- Born: March 3, 1928 Brooklyn, New York, U.S.
- Died: July 9, 1988 (aged 60) New York City, U.S.
- Occupation: Actor
- Years active: 1964–1988

= Anthony Holland (actor) =

American actor (1928–1988)

Anthony Holland (March 3, 1928 – July 9, 1988) was an American actor, best known for his comic performances in theatre, film and television.

Holland graduated from the University of Chicago and studied acting with Lee Strasberg during the 1960s. He was one of the original members of The Second City improvisational comedy group.

In 1987, he appeared in Martha Clarke's adaptation of several stories by Franz Kafka, The Hunger Artist, for which he received praise from The New York Times theatre critic Frank Rich.

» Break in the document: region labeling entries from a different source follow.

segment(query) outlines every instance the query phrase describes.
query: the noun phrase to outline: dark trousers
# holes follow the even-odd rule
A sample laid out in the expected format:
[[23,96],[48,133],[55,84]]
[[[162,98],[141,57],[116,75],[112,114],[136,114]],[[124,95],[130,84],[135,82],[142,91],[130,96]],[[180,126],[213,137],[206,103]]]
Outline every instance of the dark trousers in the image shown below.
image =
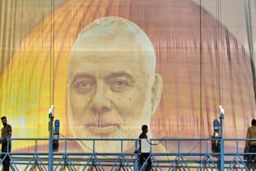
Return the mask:
[[[250,145],[249,153],[256,153],[256,144],[252,144]],[[254,161],[253,161],[254,160]],[[256,166],[256,155],[254,154],[248,154],[248,169],[255,169]]]
[[[7,141],[2,141],[2,153],[7,153]],[[10,144],[9,144],[9,152],[10,152]],[[5,154],[2,154],[2,159],[3,159]],[[2,161],[2,168],[4,171],[10,170],[10,157],[6,156],[5,160]]]
[[[143,163],[146,161],[147,157],[150,156],[150,153],[141,153],[140,157],[139,157],[139,163],[140,163],[140,167],[138,168],[139,170],[141,169],[141,167],[142,167]],[[147,165],[145,165],[146,168],[144,171],[150,171],[151,169],[151,159],[149,157],[149,160],[147,160]]]

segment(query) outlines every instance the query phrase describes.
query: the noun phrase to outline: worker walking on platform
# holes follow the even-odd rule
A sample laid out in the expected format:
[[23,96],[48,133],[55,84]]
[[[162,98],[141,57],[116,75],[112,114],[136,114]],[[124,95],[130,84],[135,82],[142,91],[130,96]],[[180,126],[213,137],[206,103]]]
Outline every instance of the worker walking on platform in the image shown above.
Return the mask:
[[[143,125],[142,127],[142,133],[139,135],[138,138],[139,139],[146,139],[147,136],[147,131],[148,131],[148,127],[146,125]],[[139,148],[138,150],[141,151],[142,149],[142,142],[141,141],[139,141]],[[139,167],[138,167],[138,170],[141,169],[142,166],[143,165],[143,163],[146,161],[146,159],[149,157],[150,153],[141,153],[141,155],[139,157]],[[147,160],[147,165],[145,165],[145,169],[143,169],[144,171],[150,171],[150,168],[151,168],[151,159],[150,157],[149,157],[149,159]]]
[[[253,138],[256,139],[256,120],[253,119],[251,121],[251,127],[248,128],[246,139]],[[246,149],[249,153],[256,153],[256,141],[246,141]],[[254,161],[253,161],[254,159]],[[255,169],[256,165],[256,155],[249,154],[248,158],[248,169],[249,170]]]

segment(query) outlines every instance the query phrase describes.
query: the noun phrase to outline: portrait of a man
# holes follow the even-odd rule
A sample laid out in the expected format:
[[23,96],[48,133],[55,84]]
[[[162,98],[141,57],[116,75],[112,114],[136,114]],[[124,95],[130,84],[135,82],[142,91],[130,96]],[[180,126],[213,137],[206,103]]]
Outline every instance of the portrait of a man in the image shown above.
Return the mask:
[[[74,137],[138,138],[161,97],[162,81],[155,65],[151,42],[134,23],[107,17],[86,26],[68,66],[68,118]],[[126,149],[134,145],[125,143]],[[101,142],[95,150],[117,144]]]

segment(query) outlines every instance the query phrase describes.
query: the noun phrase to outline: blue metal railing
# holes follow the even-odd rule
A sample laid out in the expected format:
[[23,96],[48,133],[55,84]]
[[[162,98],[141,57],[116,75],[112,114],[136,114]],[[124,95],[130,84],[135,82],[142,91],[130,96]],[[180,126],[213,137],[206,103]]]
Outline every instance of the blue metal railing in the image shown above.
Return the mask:
[[[62,170],[69,168],[70,170],[90,170],[93,168],[98,170],[143,170],[147,165],[147,161],[151,161],[151,167],[154,170],[248,170],[246,160],[243,159],[245,155],[256,154],[244,153],[245,141],[249,139],[225,139],[222,153],[213,153],[211,149],[211,141],[220,141],[219,139],[150,139],[150,153],[146,161],[140,162],[138,151],[138,142],[139,139],[53,139],[59,141],[59,151],[49,153],[47,145],[50,142],[49,138],[11,138],[6,139],[9,145],[10,141],[32,141],[34,146],[30,151],[14,150],[11,152],[1,153],[2,160],[0,164],[10,157],[10,167],[13,170],[33,170],[39,168],[40,170],[48,170],[49,165],[53,166],[53,170]],[[254,140],[254,139],[250,139]],[[92,149],[89,151],[81,150],[74,152],[70,149],[69,143],[74,141],[86,141],[92,144]],[[96,142],[111,141],[120,143],[120,150],[111,153],[97,152]],[[125,151],[124,143],[127,141],[134,143],[132,151]],[[155,141],[162,141],[162,143],[154,144]],[[39,143],[40,142],[40,143]],[[40,145],[38,145],[40,144]],[[79,145],[78,145],[79,147]],[[42,148],[43,146],[43,148]],[[40,148],[39,148],[40,147]],[[158,150],[162,147],[162,150]],[[9,149],[9,145],[7,145]],[[40,150],[38,150],[40,149]],[[49,160],[49,158],[52,158]],[[223,168],[221,168],[222,161]],[[50,163],[51,162],[51,163]],[[122,170],[122,169],[121,169]]]

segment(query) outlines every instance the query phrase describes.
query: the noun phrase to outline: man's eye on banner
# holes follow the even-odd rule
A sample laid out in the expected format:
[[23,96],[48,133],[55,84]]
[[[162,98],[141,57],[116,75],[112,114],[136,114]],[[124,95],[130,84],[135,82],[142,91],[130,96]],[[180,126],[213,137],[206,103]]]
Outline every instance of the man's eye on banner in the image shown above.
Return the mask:
[[[248,45],[204,8],[200,16],[193,1],[66,1],[25,38],[14,22],[18,34],[10,37],[18,46],[1,44],[1,62],[8,62],[0,78],[1,112],[12,137],[49,137],[52,104],[61,135],[70,138],[138,138],[142,125],[149,137],[210,137],[219,105],[225,137],[244,138],[255,115]],[[71,151],[92,147],[72,143]],[[38,146],[47,149],[46,142]],[[12,150],[33,147],[14,141]],[[121,148],[96,143],[98,152],[106,147]],[[124,144],[125,151],[134,148]]]

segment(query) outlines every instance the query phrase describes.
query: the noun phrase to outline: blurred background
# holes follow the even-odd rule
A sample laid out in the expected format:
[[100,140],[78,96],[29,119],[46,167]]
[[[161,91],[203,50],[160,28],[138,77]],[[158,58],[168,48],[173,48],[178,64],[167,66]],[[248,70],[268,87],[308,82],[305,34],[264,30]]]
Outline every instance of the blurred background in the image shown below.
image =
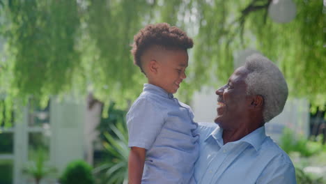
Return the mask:
[[125,116],[146,82],[130,45],[162,22],[194,38],[176,96],[196,121],[247,56],[274,62],[290,96],[267,132],[298,183],[326,183],[325,0],[0,0],[0,184],[127,183]]

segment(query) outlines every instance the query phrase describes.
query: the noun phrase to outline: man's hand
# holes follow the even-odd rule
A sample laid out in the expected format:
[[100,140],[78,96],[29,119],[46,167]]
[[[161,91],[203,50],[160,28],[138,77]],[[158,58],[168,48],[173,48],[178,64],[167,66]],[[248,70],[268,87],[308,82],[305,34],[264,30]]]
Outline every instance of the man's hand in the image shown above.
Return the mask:
[[131,147],[128,162],[129,184],[141,184],[146,150]]

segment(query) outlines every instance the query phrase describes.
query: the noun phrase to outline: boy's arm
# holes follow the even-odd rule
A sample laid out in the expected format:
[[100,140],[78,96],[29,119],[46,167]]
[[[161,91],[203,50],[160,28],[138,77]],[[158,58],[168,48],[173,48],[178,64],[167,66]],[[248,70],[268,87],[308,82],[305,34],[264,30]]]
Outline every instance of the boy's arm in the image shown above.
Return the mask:
[[143,148],[131,147],[128,161],[129,184],[141,184],[146,150]]

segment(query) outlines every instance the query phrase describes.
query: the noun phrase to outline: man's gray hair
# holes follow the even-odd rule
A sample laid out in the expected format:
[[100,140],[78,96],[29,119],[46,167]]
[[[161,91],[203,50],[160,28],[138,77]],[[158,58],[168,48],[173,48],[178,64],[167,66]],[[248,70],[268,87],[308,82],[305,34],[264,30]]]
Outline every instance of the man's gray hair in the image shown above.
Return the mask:
[[279,68],[262,55],[247,57],[244,68],[249,71],[245,80],[247,93],[263,96],[263,118],[267,123],[283,111],[288,98],[288,84]]

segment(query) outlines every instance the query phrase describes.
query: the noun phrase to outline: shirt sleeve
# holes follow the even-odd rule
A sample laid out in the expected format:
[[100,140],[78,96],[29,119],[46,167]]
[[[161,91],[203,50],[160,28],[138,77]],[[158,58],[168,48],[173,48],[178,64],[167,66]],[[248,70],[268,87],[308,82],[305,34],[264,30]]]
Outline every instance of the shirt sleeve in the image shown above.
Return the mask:
[[[278,160],[279,161],[279,160]],[[273,162],[263,171],[257,184],[296,184],[295,170],[292,163]]]
[[164,125],[162,113],[150,100],[139,99],[127,115],[128,146],[148,150]]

His film appearances included the 1979 Bob Fosse film All That Jazz, the original 1970 version of the Neil Simon-penned The Out-of-Towners, Sidney Lumet's Bye Bye Braverman, Alan J. Pakula's Klute and Paul Mazursky's 1982 film Tempest. He also appeared in television series including Combat!, Columbo, The Mary Tyler Moore Show, M*A*S*H, Hill Street Blues and Cagney and Lacey. In 1973, he starred opposite Bernadette Peters and Carl Ballantine in the ABC musical comedy special Break Up.

Holland died by suicide in 1988. He had been ill with HIV/AIDS.